My Father, Peter, was a Battle of the Bulge WWII survivor who quoted “It wasn’t my turn to die”, and was humbled throughout the rest of his life, and ALWAYS respected those who have served, especially those who “never came back”…
He never brought up “war stories”, quietly left the room when they WERE brought up, but most importantly cherished every day that he was given in his days to live for the poor SOB that was a foot and a half from him that was shot to death and became not so fortunate as he.
That was war. There often was no skill involved, you became a statistic or not.
Pete always became very emotional on each Memorial Day that I witnessed helping him/tending to the graves at Mt. Calvery Cemetary in Steubenville, Ohio where I grew up and was brought along in the ’63 Pontiac Catalina as a middle schooler to help him clean up each Vet grave that he knew of in the cemetery of every soldier that perished in WWII… because my Father was simply alive to do so. It went on all day long, and I couldn’t understand at the time why he would spend the entire day there doing this EVERY year, but now I do. Very few words were exchanged between us during the day, you just heard the wind blowing through the trees, trimmed up the headstones, planted flowers all day and carried buckets of water from the closest spigot to water the flowers that we planted in and read and imagined the names of the deceased who’s remains were just below you.

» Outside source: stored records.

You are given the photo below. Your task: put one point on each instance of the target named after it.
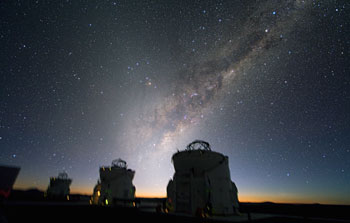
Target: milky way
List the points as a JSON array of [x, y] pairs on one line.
[[264, 82], [199, 88]]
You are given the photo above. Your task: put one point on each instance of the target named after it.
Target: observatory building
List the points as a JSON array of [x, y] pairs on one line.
[[59, 186], [201, 183], [115, 185]]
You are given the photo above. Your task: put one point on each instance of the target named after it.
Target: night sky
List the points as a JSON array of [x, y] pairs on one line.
[[266, 83]]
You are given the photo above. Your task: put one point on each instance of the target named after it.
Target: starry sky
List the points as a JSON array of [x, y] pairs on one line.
[[266, 83]]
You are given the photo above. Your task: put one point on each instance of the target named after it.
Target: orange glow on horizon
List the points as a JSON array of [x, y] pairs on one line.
[[243, 197]]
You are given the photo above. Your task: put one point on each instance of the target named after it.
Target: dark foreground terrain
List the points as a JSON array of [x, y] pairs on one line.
[[70, 212], [30, 206]]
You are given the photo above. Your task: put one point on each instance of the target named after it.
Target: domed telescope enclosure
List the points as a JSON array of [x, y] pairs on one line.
[[59, 187], [201, 184], [115, 185]]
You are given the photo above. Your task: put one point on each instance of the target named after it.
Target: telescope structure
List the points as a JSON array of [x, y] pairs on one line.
[[201, 184], [115, 186]]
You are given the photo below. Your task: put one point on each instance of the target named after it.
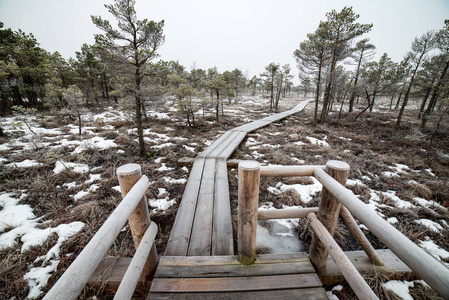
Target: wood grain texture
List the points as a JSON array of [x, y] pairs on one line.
[[304, 294], [231, 259], [352, 276], [286, 213], [235, 270], [248, 200], [139, 220], [178, 242], [72, 282], [201, 237], [137, 264], [233, 284], [288, 171], [328, 212], [110, 272], [425, 265], [359, 236], [230, 148]]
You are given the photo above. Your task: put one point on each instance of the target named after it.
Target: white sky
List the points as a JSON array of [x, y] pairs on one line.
[[244, 34]]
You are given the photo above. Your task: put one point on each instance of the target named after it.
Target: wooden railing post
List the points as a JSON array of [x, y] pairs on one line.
[[139, 220], [328, 212], [248, 199]]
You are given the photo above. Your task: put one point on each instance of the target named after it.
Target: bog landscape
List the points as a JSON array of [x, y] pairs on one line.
[[67, 125]]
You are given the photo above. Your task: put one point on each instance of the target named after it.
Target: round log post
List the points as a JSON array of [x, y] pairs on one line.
[[139, 220], [328, 212], [248, 199]]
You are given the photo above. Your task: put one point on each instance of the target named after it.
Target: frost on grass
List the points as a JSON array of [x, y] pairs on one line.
[[431, 225], [306, 192], [400, 288], [315, 141], [25, 164], [75, 167], [279, 236], [97, 143], [21, 224], [436, 251]]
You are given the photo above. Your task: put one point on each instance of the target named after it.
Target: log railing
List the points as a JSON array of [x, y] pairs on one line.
[[132, 208], [336, 201]]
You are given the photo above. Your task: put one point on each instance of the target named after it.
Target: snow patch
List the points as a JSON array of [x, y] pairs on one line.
[[75, 167]]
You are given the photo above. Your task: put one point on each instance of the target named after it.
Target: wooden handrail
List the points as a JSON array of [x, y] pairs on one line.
[[425, 265], [132, 275], [72, 282], [352, 276], [288, 171], [357, 233]]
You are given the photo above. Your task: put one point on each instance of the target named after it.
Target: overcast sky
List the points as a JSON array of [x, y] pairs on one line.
[[228, 34]]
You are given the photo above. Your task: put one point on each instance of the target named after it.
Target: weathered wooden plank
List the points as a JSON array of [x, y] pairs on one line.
[[222, 241], [110, 272], [215, 144], [238, 138], [286, 213], [352, 276], [304, 294], [201, 237], [234, 284], [232, 270], [72, 282], [135, 269], [230, 259], [180, 234]]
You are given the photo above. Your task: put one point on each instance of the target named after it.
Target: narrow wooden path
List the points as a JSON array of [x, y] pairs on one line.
[[203, 225], [199, 261], [282, 276]]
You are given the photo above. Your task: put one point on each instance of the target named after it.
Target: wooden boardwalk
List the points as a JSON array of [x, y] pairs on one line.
[[282, 276], [203, 225], [199, 261]]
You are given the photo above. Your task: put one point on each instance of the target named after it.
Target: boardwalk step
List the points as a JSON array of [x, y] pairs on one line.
[[223, 277]]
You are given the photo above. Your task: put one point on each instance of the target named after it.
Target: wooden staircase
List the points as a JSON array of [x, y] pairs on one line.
[[272, 276]]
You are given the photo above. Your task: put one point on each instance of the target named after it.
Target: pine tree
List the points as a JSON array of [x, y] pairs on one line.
[[134, 44]]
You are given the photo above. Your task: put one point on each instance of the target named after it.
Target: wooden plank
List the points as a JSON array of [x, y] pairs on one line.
[[110, 272], [136, 266], [201, 235], [248, 201], [288, 171], [180, 234], [214, 145], [226, 153], [230, 259], [359, 236], [304, 294], [234, 284], [232, 270], [328, 212], [222, 240], [72, 282], [432, 271], [216, 152], [363, 264], [352, 276]]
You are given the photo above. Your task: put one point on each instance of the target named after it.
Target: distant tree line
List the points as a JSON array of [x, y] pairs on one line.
[[421, 75], [121, 66]]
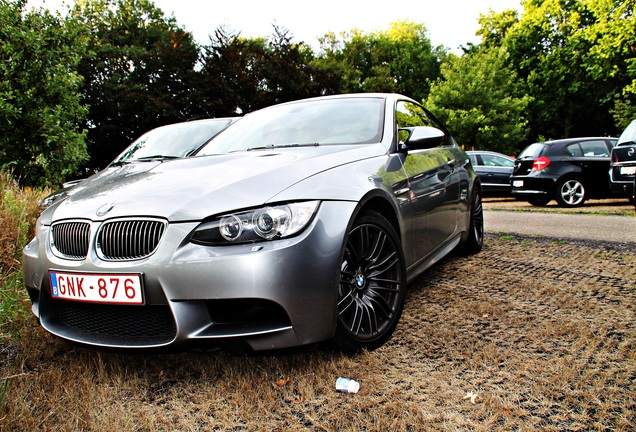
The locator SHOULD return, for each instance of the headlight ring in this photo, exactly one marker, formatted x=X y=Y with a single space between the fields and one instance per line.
x=262 y=224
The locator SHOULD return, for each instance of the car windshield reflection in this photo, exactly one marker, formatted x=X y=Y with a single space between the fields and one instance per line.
x=337 y=121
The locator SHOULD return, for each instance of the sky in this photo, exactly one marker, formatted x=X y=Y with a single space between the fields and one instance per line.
x=450 y=23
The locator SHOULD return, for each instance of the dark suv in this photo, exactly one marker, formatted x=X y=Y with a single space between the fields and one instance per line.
x=568 y=170
x=623 y=163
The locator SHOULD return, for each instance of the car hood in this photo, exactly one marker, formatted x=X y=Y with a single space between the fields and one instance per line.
x=194 y=188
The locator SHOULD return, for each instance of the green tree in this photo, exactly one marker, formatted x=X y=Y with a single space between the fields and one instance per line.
x=139 y=73
x=241 y=75
x=577 y=60
x=477 y=99
x=40 y=107
x=400 y=59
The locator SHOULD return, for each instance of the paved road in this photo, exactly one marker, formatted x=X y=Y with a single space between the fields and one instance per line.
x=621 y=229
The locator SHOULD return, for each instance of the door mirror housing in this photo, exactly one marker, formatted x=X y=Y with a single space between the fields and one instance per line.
x=422 y=137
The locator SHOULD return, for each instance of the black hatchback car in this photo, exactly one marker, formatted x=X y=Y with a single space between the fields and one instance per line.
x=567 y=170
x=623 y=163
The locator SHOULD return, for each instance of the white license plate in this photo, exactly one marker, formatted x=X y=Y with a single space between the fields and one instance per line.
x=628 y=170
x=116 y=288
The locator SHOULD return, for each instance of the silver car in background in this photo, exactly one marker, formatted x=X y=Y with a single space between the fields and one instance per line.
x=301 y=223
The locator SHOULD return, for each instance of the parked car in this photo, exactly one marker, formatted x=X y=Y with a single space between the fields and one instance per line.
x=567 y=170
x=494 y=169
x=299 y=224
x=166 y=142
x=623 y=163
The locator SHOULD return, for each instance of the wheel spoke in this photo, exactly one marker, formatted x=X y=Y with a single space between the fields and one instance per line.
x=371 y=288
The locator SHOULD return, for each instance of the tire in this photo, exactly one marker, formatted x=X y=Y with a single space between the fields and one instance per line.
x=539 y=202
x=570 y=193
x=372 y=284
x=475 y=241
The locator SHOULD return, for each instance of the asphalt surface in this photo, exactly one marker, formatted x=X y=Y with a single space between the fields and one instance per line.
x=619 y=229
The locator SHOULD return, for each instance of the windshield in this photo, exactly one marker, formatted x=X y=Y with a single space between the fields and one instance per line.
x=629 y=134
x=533 y=150
x=173 y=141
x=305 y=123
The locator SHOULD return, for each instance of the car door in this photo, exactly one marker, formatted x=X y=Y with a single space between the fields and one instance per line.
x=594 y=164
x=433 y=184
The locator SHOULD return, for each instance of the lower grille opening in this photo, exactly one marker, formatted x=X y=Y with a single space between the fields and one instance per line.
x=114 y=324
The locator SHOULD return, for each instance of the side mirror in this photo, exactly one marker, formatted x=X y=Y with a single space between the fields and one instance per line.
x=423 y=137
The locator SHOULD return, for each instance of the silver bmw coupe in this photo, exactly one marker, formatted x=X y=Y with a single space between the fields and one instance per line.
x=301 y=223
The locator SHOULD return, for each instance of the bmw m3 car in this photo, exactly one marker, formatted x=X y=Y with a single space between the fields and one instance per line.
x=300 y=224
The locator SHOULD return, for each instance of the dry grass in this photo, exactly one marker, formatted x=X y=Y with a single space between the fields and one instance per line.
x=544 y=333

Dozens and dozens of geraniums were purchased from/donated by DiGregory’s nursery in Steubenville for my Father’s efforts…the trunk in the Catalina was always filled with flowers. (Mr. D just passed recently at age 91). Dad and I planted trunkloads of them each year in May.
I can just pass on the vanity license plate photo that my Father finally bought in his later years of his life when he passed in ’97 that have I saved to this day.
Sort of a strange memory, but I do cherish my Dad’s efforts to remember his “Buddies”, but it taught me a lifelong lesson in respect…
I tell this story to both remember my Father’s humility/service/understanding to those “Who gave all” and to both extend our services of Endodontics and Anesthesia that we have contracted with the Veterans Hospital/USF/Tampa to serve the Vets…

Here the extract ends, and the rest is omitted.